Thread (16 messages) 16 messages, 4 authors, 2019-10-28

Re: [PATCH v2 1/1] vreportf: Fix interleaving issues, remove 4096 limitation

From: Johannes Schindelin <hidden>
Date: 2019-10-25 14:03:04
Subsystem: the rest · Maintainer: Linus Torvalds

Hi Alex,

On Fri, 25 Oct 2019, Alexandr Miloslavskiy wrote:
quoted
Maybe this could do with an example?
I myself observed results like this when running t5516:
------
fatal: git fatal: remote errouploar: upload-pack: not our ref
64ea4c133d59fa98e86a771eda009872d6ab2886d-pack: not o
ur ref 64ea4c133d59fa98e86a771eda009872d6ab2886
------

Do you want me to add this garbled string to commit message?
I think that would make things a lot more relatable ;-)

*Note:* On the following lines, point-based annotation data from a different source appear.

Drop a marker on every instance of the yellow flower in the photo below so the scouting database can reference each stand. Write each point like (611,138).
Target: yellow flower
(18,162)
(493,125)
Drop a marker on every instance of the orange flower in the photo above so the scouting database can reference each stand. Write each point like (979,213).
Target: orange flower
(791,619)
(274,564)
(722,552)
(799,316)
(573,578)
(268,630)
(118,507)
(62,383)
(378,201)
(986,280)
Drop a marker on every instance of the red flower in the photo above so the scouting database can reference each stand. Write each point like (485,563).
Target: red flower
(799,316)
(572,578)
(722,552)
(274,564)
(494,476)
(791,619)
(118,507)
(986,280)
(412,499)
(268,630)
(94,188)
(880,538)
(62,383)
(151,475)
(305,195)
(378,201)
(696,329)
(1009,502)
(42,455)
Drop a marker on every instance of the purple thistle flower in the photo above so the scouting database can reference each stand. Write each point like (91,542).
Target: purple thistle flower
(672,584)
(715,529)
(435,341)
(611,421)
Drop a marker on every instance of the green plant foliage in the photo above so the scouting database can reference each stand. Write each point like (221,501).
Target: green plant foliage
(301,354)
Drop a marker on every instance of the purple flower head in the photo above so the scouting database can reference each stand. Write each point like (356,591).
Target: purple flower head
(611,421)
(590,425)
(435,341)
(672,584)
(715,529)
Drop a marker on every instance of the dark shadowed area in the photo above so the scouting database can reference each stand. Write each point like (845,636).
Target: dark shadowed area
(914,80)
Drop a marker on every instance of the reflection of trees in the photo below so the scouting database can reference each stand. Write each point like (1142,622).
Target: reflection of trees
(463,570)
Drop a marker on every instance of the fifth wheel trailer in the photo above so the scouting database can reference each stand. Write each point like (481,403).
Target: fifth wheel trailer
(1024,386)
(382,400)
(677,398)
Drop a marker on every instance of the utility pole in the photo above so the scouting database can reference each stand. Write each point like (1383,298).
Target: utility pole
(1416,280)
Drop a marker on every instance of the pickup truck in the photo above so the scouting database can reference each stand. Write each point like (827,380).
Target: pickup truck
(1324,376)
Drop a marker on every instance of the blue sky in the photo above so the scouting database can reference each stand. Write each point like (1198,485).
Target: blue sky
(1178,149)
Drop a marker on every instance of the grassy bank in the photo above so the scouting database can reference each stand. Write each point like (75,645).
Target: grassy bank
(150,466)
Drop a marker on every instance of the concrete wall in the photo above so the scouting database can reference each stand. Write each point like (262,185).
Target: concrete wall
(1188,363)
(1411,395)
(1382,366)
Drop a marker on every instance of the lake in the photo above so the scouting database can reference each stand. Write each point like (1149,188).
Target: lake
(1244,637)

My example is even worse (read: more convincing), though:

fatal: git uploadfata-lp: raemcokte :error:  upload-pnot our arcef k6: n4ot our ea4cr1e3f 36d45ea94fca1398e86a771eda009872d63adb28598f6a9
8e86a771eda009872d6ab2886

So maybe you want to use that?
quoted
quoted
+	buf = malloc(buf_size);
quoted
Why not `alloca()`?
Allocating large chunks on stack is usually not recommended. There is a funny
test "init allows insanely long --template" in t0001 which demonstrates that
sometimes vreportf() can attempt to print very long strings. Crashing due to
stack overflow doesn't sound like a good thing.
Indeed. A clipped message will be a lot more helpful in such a scenario.
quoted
And to take a step back, I think that previous rounds of patches trying
to essentially address the same problem made the case that it is okay to
cut off insanely-long messages, so I am not sure we would want to open
that can of worms again...
I draw a different conclusion here. Each author thought that "1024 must
definitely be enough!" but then discovered that it's not enough again, for
example due to long "usage" output. At some point, f4c3edc0 even tried to
remove all limits after a chain of limits that were too small. So I would say
that this is still a problem.
The most important aspect of `vreportf()` is, at least as far as I am
concerned, to "get the message out".

As such, no, I don't want it to fail, neither due to `alloca()` nor due
to `malloc()`. I'd rather have it produce a cut-off message that at
least shows the first 4095 bytes of the message.
quoted
Quite honestly, I would love to avoid that amount of complexity,
certainly in a part of the code that we would like to have rock
solid because it is usually exercised when things go very, very
wrong and we need to provide the user who is bitten by it enough
information to take to the Git contributors to figure out the root
cause(s).
It's a choice between simpler code and trying to account for
everything that could happen. I think we'd rather have more complex
code that handles more cases, exactly to try and deliver output to
user no matter what.
Complex code usually has more bugs than simple code. I don't want
`vreportf()` to have potential bugs that we don't know about.
quoted
Is the problem that causes those failures with VS the fact that
`fprintf(stderr, ...)` might be interleaved with the output of
another process that _also_ wants to write to `stderr`? I assume
that this _is_ the problem.
This is where I started. But if you look at comment in vreportf_buf,
there are more problems, such as interleaving blocks of larger
messages, which could happen on any platform. I tried to make it work
in most cases possible.
Again, I don't think that it is wise to try to make this work for
arbitrary sizes of error messages.

At some stage, the scrollback of the console won't be large enough to
fix that message!

So I think it is very sane to say that at some point, enough is enough.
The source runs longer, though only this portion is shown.